As the server ambled over to the counter to have some back and forth about "bellies" with the line cook in the light of the heat lamps, my father would remind us of his childhood digging for clams by watching for their airhole in the receding tidal waters,  eating them raw right out of the sand. we'd crinkle our noses as she walked back over, a resolute "no" expression on her face.  This happened so often that I finally said, "dad, they're never gonna have the bellies."   I had no idea what the hell a "clam with a belly" was, but was positive that clams with bellies would never make it to Howard Johnson's on the West coast of America.

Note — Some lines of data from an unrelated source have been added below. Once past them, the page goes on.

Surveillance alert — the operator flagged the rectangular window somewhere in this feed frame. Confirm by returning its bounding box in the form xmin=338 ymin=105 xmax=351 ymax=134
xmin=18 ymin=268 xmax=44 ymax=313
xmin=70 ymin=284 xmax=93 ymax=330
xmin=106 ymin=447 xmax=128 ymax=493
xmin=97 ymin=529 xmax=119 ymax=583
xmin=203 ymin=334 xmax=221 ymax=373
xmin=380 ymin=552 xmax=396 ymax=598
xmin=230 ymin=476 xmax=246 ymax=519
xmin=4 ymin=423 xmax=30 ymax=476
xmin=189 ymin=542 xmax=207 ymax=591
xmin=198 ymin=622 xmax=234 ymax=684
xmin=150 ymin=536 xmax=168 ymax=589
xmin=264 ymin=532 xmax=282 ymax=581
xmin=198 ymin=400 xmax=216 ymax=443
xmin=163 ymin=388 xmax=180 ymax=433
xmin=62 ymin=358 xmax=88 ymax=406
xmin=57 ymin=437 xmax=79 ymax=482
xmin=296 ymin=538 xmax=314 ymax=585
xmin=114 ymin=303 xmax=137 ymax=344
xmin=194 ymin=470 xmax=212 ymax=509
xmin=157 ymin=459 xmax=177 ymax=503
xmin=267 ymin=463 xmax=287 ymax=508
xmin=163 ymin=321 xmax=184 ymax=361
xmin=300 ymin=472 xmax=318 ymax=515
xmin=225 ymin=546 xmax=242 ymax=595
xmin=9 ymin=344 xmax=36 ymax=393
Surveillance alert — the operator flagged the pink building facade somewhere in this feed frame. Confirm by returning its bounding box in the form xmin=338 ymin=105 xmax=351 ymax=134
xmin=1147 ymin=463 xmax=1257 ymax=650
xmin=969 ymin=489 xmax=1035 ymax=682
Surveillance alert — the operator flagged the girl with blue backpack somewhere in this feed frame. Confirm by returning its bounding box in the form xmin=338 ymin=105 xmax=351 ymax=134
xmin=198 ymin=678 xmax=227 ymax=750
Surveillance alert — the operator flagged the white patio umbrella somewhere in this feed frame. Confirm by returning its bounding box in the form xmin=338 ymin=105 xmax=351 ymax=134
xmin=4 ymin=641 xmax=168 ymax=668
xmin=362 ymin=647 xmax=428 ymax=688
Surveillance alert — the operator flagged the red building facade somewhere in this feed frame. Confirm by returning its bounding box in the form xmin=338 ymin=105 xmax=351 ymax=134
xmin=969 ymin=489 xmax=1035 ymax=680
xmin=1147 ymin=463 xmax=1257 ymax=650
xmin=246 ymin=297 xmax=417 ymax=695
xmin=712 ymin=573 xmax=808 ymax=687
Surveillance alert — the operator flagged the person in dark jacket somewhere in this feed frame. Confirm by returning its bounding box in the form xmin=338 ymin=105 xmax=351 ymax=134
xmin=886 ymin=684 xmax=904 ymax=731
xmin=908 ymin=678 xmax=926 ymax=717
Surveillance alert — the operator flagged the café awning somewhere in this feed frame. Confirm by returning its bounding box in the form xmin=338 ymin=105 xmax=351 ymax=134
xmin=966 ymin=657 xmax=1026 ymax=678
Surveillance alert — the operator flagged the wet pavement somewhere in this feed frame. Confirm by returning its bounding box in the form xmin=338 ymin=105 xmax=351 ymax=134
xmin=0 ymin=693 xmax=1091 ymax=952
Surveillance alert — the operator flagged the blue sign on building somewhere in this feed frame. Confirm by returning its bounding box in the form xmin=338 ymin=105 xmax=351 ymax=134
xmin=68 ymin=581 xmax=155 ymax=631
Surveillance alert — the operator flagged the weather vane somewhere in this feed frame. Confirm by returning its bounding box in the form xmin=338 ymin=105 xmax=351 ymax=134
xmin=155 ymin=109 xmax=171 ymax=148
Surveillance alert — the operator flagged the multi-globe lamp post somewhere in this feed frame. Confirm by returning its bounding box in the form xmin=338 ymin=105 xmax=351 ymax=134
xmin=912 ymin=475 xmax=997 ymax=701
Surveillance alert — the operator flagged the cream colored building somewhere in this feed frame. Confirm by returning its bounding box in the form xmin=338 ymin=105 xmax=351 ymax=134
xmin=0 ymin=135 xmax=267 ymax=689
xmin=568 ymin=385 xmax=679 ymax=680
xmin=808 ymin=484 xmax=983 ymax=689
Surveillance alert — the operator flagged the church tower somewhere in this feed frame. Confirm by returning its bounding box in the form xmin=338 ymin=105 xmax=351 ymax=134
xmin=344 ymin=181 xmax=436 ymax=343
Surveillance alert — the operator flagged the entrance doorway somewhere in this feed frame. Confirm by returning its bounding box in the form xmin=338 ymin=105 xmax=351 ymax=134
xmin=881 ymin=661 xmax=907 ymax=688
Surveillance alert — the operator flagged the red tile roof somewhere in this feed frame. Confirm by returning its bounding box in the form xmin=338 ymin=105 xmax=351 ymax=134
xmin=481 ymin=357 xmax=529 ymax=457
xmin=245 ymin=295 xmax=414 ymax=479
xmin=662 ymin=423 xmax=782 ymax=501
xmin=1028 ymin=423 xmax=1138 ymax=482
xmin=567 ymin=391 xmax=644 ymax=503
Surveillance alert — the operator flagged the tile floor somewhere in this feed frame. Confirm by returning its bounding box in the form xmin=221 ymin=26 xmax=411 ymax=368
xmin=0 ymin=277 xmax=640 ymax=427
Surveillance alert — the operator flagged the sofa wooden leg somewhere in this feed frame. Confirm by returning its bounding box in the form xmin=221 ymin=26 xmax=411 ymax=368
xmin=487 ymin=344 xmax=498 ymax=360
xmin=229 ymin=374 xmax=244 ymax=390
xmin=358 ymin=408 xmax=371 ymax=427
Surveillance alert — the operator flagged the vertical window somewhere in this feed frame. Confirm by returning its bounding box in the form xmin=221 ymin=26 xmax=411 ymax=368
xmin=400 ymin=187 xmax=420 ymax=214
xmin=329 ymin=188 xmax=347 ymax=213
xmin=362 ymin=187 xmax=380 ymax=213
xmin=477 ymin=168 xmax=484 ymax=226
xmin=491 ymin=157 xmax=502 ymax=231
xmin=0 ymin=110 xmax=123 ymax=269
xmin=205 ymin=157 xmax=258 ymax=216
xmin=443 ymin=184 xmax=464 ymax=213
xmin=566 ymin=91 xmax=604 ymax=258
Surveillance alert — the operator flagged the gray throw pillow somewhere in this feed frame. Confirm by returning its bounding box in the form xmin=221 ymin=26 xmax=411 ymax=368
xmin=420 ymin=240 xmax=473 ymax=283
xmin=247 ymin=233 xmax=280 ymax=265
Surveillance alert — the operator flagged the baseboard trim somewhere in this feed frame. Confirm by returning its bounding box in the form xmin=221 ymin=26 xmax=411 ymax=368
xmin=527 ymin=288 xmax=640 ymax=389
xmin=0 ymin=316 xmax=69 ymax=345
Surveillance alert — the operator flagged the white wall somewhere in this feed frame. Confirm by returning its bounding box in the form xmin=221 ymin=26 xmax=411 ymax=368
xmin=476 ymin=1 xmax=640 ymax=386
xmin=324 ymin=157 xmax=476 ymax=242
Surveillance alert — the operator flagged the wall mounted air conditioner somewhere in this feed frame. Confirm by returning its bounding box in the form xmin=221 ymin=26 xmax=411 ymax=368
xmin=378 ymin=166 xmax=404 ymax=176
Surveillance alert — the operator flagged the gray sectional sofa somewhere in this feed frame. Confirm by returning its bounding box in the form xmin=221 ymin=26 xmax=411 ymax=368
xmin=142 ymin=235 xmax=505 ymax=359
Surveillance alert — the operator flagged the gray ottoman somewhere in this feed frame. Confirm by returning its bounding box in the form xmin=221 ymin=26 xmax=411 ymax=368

Many years later,  Sunday drives with the family  a fond memory.  My obsession with restaurants and eating out had fully developed and by this point was providing me with a solid living. In one of my first interviews for a management position in a well known group of restaurants near San Francisco, I perused the menu as the owner stepped out to take a phone call. Aside from spotting a typo that, in fact,  landed me the job, I scanned the menu for familiar items, and spotted  "Maine Lobster, flown in daily and then further down, to my complete surprise,  "Whole Belly Ipswich Clams, with Fries and Tarter Sauce."  I couldn't believe my eyes!  I took the job and could barely contain my excitement when calling my father and sharing news of the new position, and more importantly, that they had whole belly clams that I couldn't wait to try, which I did, on my very first day.  

It's an understatement to say that on my first bite I instantly understood  my father's quest for all of those years. Maybe it was his lore, or perhaps  another "my genes are just east coast,"  but those clams, their delectable crunch giving way to a juicy burst of ocean goodness, they are simply fricken' delicious.